To discuss this point, we enlarged the discussion section and included:

“Concerning the compartment in which MLH1 phosphorylation takes place one might also assume that MLH1 is phosphorylated in the nucleus by nuclear CK2α in order to signal MLH1 for nuclear export. Enhanced selective removal of p-MLH1 from the nucleus would also explain a decreased MMR and consequently an increase of mutation rates. Nevertheless, since CRCs with enhanced high nuclear CK2α expression do not show increased level of p-MLH1 and significantly less somatic tumor mutations compared to high nuclear/cytoplasmic CK2α expressing CRCs this assumption seems rather unlikely. The exact mechanism, however, is not clear yet and has to be analyzed in detail in future.”

 

6)            I am struck by the overwhelming majority of C/G>T/A transition type mutation shown in Table 4. C>T transitions have been proposed to represent clocklike mutational signatures in human cancers (PubMed ID 26551669). However, the mutations in Table 4 are not transcription associated (e.g. strand specific) because they are in a non-transcribed area. Thus, C>T can be G>A within one round of replication and vice versa. DNA polymerase errors can produce C>T transitions (PubMed ID 17121822). The authors should expand on this finding, even if speculating in the discussion on its significance.

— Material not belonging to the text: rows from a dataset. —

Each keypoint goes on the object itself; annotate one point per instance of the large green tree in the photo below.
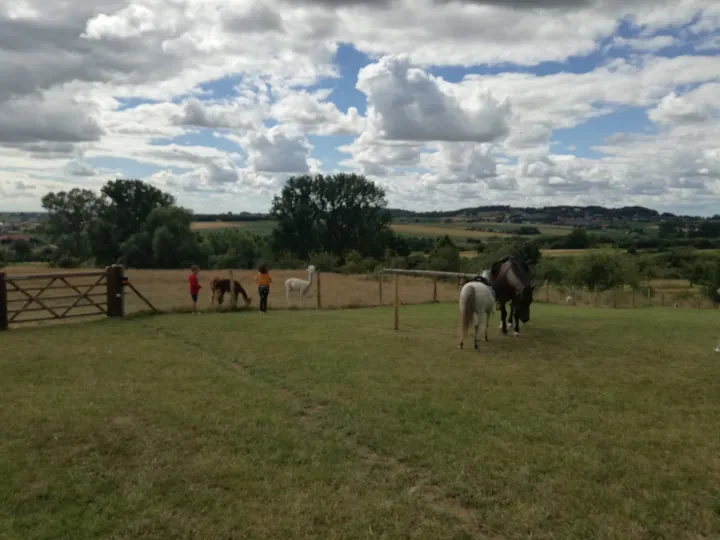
(124, 209)
(333, 214)
(69, 216)
(165, 241)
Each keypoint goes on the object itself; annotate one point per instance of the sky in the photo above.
(445, 103)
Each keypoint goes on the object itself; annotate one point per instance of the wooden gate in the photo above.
(48, 297)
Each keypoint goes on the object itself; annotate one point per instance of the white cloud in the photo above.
(277, 150)
(651, 44)
(698, 106)
(312, 113)
(487, 138)
(405, 103)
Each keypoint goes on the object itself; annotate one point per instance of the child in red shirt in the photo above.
(194, 285)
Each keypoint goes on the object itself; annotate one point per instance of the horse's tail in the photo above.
(467, 310)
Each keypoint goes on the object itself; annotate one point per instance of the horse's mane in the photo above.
(517, 265)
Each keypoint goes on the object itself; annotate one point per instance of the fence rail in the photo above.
(72, 294)
(19, 303)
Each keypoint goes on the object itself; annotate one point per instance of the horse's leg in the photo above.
(477, 323)
(503, 315)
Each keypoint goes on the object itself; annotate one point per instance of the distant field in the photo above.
(419, 229)
(258, 227)
(507, 228)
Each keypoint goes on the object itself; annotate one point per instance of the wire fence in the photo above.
(168, 290)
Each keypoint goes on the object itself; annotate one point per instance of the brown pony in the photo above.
(511, 282)
(218, 288)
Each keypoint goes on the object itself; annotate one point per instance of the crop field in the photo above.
(436, 230)
(168, 291)
(458, 228)
(262, 228)
(329, 424)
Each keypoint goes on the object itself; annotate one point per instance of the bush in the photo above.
(65, 261)
(325, 262)
(355, 263)
(417, 261)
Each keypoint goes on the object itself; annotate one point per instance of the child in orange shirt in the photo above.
(263, 281)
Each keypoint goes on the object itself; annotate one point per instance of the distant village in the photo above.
(20, 226)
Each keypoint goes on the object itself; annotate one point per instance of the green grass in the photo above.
(306, 424)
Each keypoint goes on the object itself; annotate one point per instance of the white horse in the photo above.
(476, 299)
(300, 285)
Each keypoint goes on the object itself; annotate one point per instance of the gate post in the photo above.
(3, 302)
(115, 296)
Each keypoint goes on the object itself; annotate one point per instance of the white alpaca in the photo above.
(299, 285)
(476, 299)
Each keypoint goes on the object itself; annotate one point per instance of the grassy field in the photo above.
(331, 425)
(427, 229)
(168, 289)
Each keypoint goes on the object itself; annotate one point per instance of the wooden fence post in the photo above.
(115, 300)
(233, 298)
(317, 291)
(3, 302)
(397, 301)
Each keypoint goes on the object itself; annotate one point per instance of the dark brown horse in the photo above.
(218, 288)
(511, 282)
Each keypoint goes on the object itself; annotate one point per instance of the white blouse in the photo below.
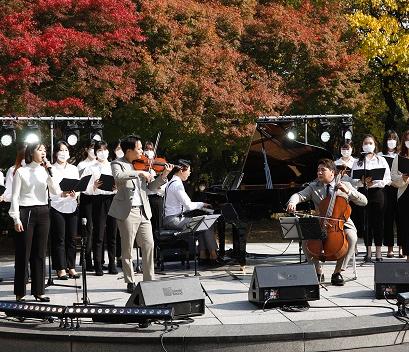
(30, 188)
(176, 199)
(376, 162)
(68, 204)
(95, 171)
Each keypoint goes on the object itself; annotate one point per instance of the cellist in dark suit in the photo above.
(317, 191)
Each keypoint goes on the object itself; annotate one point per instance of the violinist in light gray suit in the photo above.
(317, 191)
(131, 208)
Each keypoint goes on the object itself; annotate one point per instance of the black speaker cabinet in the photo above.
(284, 284)
(185, 295)
(391, 278)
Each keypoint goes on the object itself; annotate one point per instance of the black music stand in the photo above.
(195, 225)
(295, 228)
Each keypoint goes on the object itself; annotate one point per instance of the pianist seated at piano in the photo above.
(317, 191)
(177, 203)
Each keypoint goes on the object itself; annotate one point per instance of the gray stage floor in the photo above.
(228, 287)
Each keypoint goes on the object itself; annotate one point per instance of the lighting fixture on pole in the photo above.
(96, 131)
(33, 134)
(8, 135)
(72, 134)
(325, 135)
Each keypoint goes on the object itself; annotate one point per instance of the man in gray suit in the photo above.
(317, 191)
(131, 208)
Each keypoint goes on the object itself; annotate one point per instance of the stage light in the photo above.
(325, 136)
(346, 128)
(72, 134)
(31, 310)
(120, 315)
(8, 135)
(33, 134)
(96, 131)
(291, 135)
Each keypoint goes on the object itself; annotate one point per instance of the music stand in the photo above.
(295, 228)
(196, 224)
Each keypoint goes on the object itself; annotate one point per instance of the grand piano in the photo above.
(275, 167)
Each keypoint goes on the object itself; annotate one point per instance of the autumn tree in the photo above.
(383, 29)
(67, 56)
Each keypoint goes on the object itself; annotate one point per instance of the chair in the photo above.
(169, 244)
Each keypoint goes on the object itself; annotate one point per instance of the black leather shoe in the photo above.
(320, 277)
(130, 287)
(112, 270)
(42, 298)
(337, 279)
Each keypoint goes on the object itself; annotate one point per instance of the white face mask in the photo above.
(91, 154)
(102, 155)
(368, 148)
(119, 153)
(150, 154)
(391, 143)
(63, 155)
(346, 153)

We thank the reviewer for this comment and for pointing out the literary references. A discussion about the cause of the type of changes identified in the SNPs seems very appropriate to us.

We have therefore added the following section to the discussion:

“Of note, we identified a large amount of C/G to T/A changes in the analyzed CK2α promoter area, most frequently in cases of high nuclear/cytoplasmic CK2α expressing CRCs. Fitting with this, Alexandrov et al. recently demonstrated a special MMR deficiency signature showing enhanced C-to-T transitions based on defects in the proofreading domain of DNA polymerase ϵ in CRCs and uterine tumors [48]. Moreover, several groups indicated that members of the apolipoprotein B mRNA catalytic subunit (APOBEC)/activation-induced deaminase (AID) family of DNA cytosine deaminases are a major source of C/G to T/A mutations [48-50].Thus, one might hypothesize that a defective DNA polymerase ϵ or a deregulation of DNA deaminases are responsible for the observed enrichment of C/G to T/A changes in the promotor region of CK2α in case of high nuclear/cytoplasmic CK2α expressing CRCs. However, detailed molecular analyses are mandatory to proof underlying mechanisms.”

 

 

Author Response File: Author Response.docx

Round 2

Reviewer 2 Report

The authors have made significant changes to this version. This reviewer is satisfied.